Summertime Corrosion: Yellow Metals

Defeat the heat!
–Ethan Mueller

Read the condensed Q&A below and watch our full 10-minute presentation video for in-depth advice from one of our techs:

Q: Will an acid etch brighten my parts?
A: Yes, it will. It will remove that dull oxide layer. However, it might give you an uneven or somewhat spotty look. Typically, it’s not used for brightening parts, but it does remove that oxide layer. It does shine them up a little bit, but it might not be the look you’re seeking, in which case you might want to look at some sort of chemical brightening or electro brightening process.
Q: Are there any environmentally/operator-friendly choices for an acid etch?
A: Yes. Citric acid tends to be a very good etching acid. It works well for not only brass, bronze, and copper, but also for aluminum and light oxide on steel parts.
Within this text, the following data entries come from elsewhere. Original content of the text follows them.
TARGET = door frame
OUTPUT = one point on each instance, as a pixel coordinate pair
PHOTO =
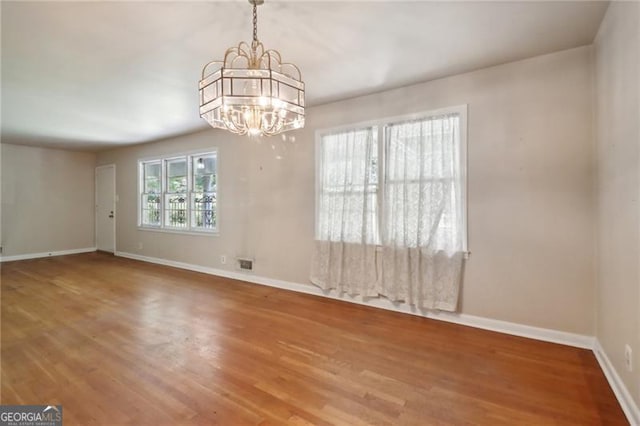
(115, 204)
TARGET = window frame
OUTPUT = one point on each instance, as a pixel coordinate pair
(379, 125)
(189, 157)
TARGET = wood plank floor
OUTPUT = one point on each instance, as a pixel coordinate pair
(116, 341)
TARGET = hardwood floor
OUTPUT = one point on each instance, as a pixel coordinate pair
(116, 341)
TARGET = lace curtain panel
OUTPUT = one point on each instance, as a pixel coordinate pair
(395, 232)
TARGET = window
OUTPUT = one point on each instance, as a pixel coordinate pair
(397, 182)
(179, 193)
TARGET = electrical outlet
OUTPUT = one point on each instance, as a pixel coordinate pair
(628, 357)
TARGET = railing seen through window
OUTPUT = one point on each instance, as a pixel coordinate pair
(179, 193)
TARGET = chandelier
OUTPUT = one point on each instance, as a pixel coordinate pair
(252, 91)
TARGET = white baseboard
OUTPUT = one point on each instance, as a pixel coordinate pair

It’s acidic, but it has a ph of about three, which is relative compared to some of the other acids out there which have a ph of one.
Q: Do I need a standalone Corrosion Inhibitor piece of equipment?
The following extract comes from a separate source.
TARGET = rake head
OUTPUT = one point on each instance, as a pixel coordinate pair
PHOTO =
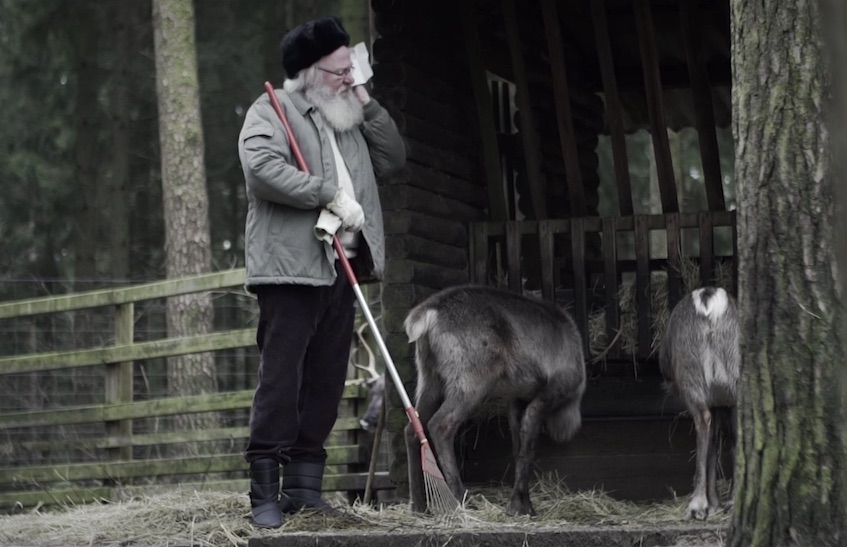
(439, 498)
A: No. Generally, this is built right into your wash process. So, when you go from your cutting tool to the washer, typically these inhibitors are going to either be built into the soap or the chemical that you’re using to clean the parts. Or you can add a standalone corrosion inhibitor to the rinse on your wash process.
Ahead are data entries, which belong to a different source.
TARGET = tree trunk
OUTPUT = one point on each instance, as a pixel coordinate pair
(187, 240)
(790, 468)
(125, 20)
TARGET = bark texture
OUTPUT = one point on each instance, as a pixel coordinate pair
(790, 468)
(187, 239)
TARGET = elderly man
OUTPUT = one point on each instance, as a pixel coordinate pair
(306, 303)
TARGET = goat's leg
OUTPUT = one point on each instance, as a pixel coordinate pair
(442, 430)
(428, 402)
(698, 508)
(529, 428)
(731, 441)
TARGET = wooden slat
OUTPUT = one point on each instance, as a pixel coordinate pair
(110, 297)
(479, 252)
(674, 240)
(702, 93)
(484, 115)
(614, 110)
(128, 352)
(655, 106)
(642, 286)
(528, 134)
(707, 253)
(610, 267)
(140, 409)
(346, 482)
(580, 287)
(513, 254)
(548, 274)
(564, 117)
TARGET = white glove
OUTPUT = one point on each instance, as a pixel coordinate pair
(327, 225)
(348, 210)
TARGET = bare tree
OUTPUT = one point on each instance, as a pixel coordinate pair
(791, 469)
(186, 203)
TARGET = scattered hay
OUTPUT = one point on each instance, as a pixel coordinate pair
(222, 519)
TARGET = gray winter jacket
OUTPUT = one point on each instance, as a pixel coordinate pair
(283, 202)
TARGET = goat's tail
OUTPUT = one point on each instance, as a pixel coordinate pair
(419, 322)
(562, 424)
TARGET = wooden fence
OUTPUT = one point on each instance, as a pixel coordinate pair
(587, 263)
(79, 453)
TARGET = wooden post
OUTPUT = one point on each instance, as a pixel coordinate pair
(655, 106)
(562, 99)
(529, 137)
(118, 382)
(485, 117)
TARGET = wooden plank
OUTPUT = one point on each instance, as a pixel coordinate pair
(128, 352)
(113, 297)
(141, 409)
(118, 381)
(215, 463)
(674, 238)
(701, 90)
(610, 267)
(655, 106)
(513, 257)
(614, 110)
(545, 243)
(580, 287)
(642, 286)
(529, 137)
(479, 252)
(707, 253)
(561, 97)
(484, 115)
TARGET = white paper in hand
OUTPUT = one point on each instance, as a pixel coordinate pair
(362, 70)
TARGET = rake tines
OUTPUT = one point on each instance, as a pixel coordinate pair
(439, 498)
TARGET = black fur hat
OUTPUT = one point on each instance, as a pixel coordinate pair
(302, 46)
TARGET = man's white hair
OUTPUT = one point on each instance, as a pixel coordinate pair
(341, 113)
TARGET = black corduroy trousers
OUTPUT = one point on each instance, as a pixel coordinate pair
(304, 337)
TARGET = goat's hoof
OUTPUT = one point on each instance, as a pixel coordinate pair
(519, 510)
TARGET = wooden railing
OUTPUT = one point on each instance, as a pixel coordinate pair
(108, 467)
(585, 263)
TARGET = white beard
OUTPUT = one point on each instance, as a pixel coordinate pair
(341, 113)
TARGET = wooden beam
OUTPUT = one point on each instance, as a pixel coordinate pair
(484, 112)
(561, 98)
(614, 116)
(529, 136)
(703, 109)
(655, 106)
Q: Can I plate directly over corrosion inhibitors?
A: I would say that when you’re plating your parts, you want them to be as clean as possible. Fortunately, a plating line will have a pre-cleaning step in it where it’s going through a series of dip tanks, and it will include a cleaning stage. This typically should be
enough to remove the corrosion inhibitors, but you cannot plate directly. You would want to remove them, and you would need your surface as clean as possible to get as even of a plate as possible.